Such views are not limited to the topic of abortion. She has demonstrated hostility toward the second amendment and gun rights during her past tenures in the judicial and executive branches.
Again while serving as a Supreme Court clerk, she was tasked with writing a memo on the case of a man who had petitioned the Court, claiming the District of Columbia's handgun ban was unconstitutional because it deprived him of his second amendment right. Striking an interestingly personal note, Ms. Kagan wrote: ``I am not sympathetic.'' It is common knowledge that a similar challenge to the District's handgun ban was successfully considered by the Supreme Court in 2008. What we do not know is why Ms. Kagan did not believe a similar challenge brought in 1987 was worthy of consideration before the Court.
Documents made available from the Clinton Library show she was a key player in that administration's gun control efforts. She was a key advocate for multiple gun control proposals and even authored multiple Executive orders that placed restrictions on gun owner rights.
Ms. Kagan is a unique nominee for the Supreme Court, as she has no judicial experience. The last time we confirmed a Justice to sit on the Court without earlier having served as a judge was nearly 40 years ago.
While a lack of judicial experience should not be disqualifying for a Supreme Court nominee, it does increase the necessity for that nominee to be forthcoming and open during their confirmation hearings. With no prior judicial record to view, Senators are left with little guidance as to how a nominee will act once they become a Supreme Court Justice. This is where we would hope the nominee could fill in the gaps. Instead, in Ms. Kagan's case, we are left to look to the past and at her records, and we are forced to make an overwhelmingly important decision with significant questions unanswered.
I remain concerned that Ms. Kagan will carry the political agenda that is evident in her past to the Supreme Court.

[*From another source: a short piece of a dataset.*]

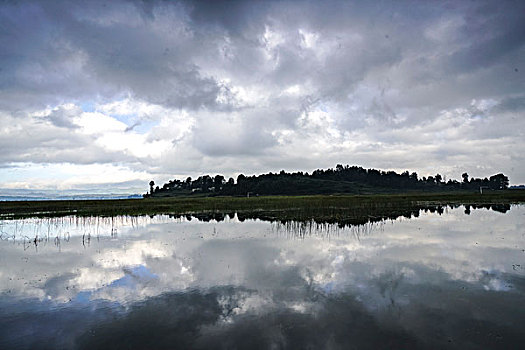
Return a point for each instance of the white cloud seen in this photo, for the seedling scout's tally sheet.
(183, 89)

Many of her views are clearly outside those of mainstream America, and therefore I will vote against her nomination to the Supreme Court.

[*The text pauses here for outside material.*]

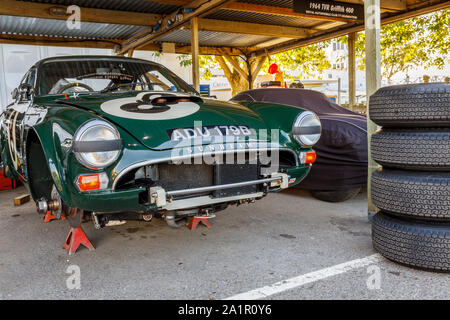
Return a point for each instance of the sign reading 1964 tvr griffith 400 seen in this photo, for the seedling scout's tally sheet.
(329, 9)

I will close by saying that all of us, as Members of this body, receive input
from our constituents, and anytime there is a significant or controversial issue before the Senate, the volume of those statements from our constituents increases. In the case of Ms. Kagan, it has been extremely unusual and extremely interesting. I have had one phone call and four e-mails from Georgians in support of Ms. Kagan. I have had thousands of phone calls and e-mails in opposition to her nomination. That is very unusual, and it is an indication of why the polls nationwide are showing that her approval for a Supreme Court nominee is so low.
Mr. President, with that, I yield the floor.